Moreover, the chief executive made his impact felt in the media industry where he tried to stifle critical press, even leading to him being identified as one of the world’s “press freedom predators” in 2021. With critical media out of the equation, his regime paved the way for the rise of social media, which allowed for open-source content creation. Because this space is not regulated, numerous disinformation spread quickly and many have fallen victim to fake news, particularly those glorifying the Duterte administration and diminishing his critics. Even his administration and himself participate in the spread of these false information to control the narrative for the people. 

The widespread disinformation under his watch proved to be the most consequential as it helped decide the fate of the 2022 elections, with the leading presidential candidate using it as an express ride to Malacanang. The late dictator’s son, Ferdinand Marcos Jr., and Duterte’s daughter, Sara Duterte-Carpio, won by a wide margin for the presidency and vice presidency, respectively.  

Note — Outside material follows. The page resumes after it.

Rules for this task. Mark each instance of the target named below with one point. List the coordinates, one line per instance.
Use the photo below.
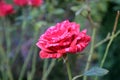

While he slowly built up the foundations of populist politics for the years to come, Duterte also did his work on the other side of the game – reducing the opposition. During his term of office, the president’s politics turned the tide against the liberal opposition, particularly that of the Liberal Party and his vice president, Leni Robredo. The increasing polarization of Philippine politics put the party and Robredo in a bad light while promoting the populist agenda for the administration. This was clearly exemplified as the genuine opposition coalition, Otso Diretso, did not win any seats in the 2019 senatorial elections. Even in the most recent elections, the opposition only managed to grab a seat in the Senate for the progressive incumbent Risa Hontiveros. The Duterte administration did its best to target critics and practically silence the opposition, and it seems to be a continuous trend given the impending presidency of another populist leader.

The foundations of Philippine democracy are anchored not just on the voice of the people but also on the working checks and balances mechanism and a genuine opposition. When the administration holds strong influence in all aspects of governance just because of the huge mandate they were given, they will be free to do whatever they want with their power. Duterte has been consistent with this since 2016, with a supermajority in Congress and a stacked Supreme Court. 

Now that Marcos Jr. is set to rule with a majority win and a decimated opposition, it is even more imperative for citizens, supporters, and critics alike, to safeguard the pillars of democracy and ensure that power will not be abused again. The new administration may promise policy continuity. But with the same policies proven ineffective in addressing the pressing issues of the country, everyone needs to play their part in making us achieve the promise of true change that was never fulfilled.